Monday, February 11, 2008

Fayum Neolithic update Here's more on that whole big Neolithic site linked to earlier. (this via the EEF) New stone age in Fayoum

At the site, known as Z-Basin, on the north shore of Lake Qaroun, an archaeological and geological team from University College of Los Angeles (UCLA) and Rijksuniversiteit Groningen (RUG) stumbled upon what is believed to be the most complete Neolithic settlement ever found in Fayoum. This discovery was made when the team was surveying the site to study fluctuations in the lake level which caused artefacts to be either covered with metres of sediment or dramatically displaced by erosion.

This site was previously excavated in 1925 by Gertund Caton-Thompson, who found several Neolithic remains.

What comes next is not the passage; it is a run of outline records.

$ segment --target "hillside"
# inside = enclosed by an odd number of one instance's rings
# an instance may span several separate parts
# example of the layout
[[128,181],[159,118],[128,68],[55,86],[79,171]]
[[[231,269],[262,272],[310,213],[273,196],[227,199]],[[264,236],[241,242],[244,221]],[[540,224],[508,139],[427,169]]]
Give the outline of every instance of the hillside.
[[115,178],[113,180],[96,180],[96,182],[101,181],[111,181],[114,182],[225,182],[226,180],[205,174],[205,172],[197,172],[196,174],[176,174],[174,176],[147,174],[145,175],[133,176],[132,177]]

This time the magnetic survey revealed that the settlement was much larger than expected and that the area excavated by Thompson was only a fraction of the site.

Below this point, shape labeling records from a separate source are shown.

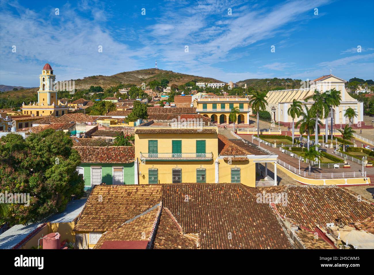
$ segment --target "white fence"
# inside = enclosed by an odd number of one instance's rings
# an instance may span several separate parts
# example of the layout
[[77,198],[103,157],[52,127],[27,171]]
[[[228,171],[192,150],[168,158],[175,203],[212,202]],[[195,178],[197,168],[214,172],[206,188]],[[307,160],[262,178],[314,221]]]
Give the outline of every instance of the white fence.
[[277,162],[295,174],[310,179],[344,179],[346,178],[362,177],[366,177],[366,172],[363,173],[361,172],[341,172],[338,173],[313,173],[301,171],[299,169],[282,161],[277,160]]
[[359,136],[358,135],[356,135],[356,134],[354,133],[353,134],[353,136],[355,138],[357,138],[358,139],[364,140],[364,142],[366,142],[368,144],[374,145],[374,142],[372,141],[370,139],[368,139],[367,138],[361,136]]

Apparently, the earlier stories were conflating finds of Greco-Roman and Neolithic. I don't recall exactly the locations (don't have my references handy either), but either Caton-Thompson's Kom W and/or Kom K are located in Z Basin. This is one of the more major Neolithic sites in the Fayum and if C-T only excavated part of it, there could be significant stuff left to find.

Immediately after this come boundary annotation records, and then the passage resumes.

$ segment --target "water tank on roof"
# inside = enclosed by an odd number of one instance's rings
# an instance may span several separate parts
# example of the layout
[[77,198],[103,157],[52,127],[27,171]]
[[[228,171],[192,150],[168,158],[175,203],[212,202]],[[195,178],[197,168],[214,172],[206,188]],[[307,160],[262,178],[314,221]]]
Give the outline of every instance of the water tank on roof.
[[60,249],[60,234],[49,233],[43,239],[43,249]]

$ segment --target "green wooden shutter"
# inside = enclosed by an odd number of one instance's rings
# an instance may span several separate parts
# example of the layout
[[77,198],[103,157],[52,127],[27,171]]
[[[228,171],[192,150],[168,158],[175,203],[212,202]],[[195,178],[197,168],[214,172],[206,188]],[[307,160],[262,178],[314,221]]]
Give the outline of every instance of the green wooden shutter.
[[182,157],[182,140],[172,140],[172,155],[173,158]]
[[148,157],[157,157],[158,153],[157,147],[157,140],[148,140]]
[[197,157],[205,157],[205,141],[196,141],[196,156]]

There's been something of an odd dichotomy for the Neolithic in the Fayum. On the one hand, you've got some fairly substantial sites that C-T found, including grain silos and such that indicate a heavy reliance on agricultural products and silos that suggest a pretty good degree of sedentism. OTOH, Wenke's site in the southwest (see some summary here) seems a lot more reflective of mobile groups with a substantial reliance on wild flora and fauna and no structures at all. It's been something of a quandary how sedentary and dependent on domesticates the Neolithic Fayumis really were. If the Kom W/K site is really much larger it should provide a LOT more data.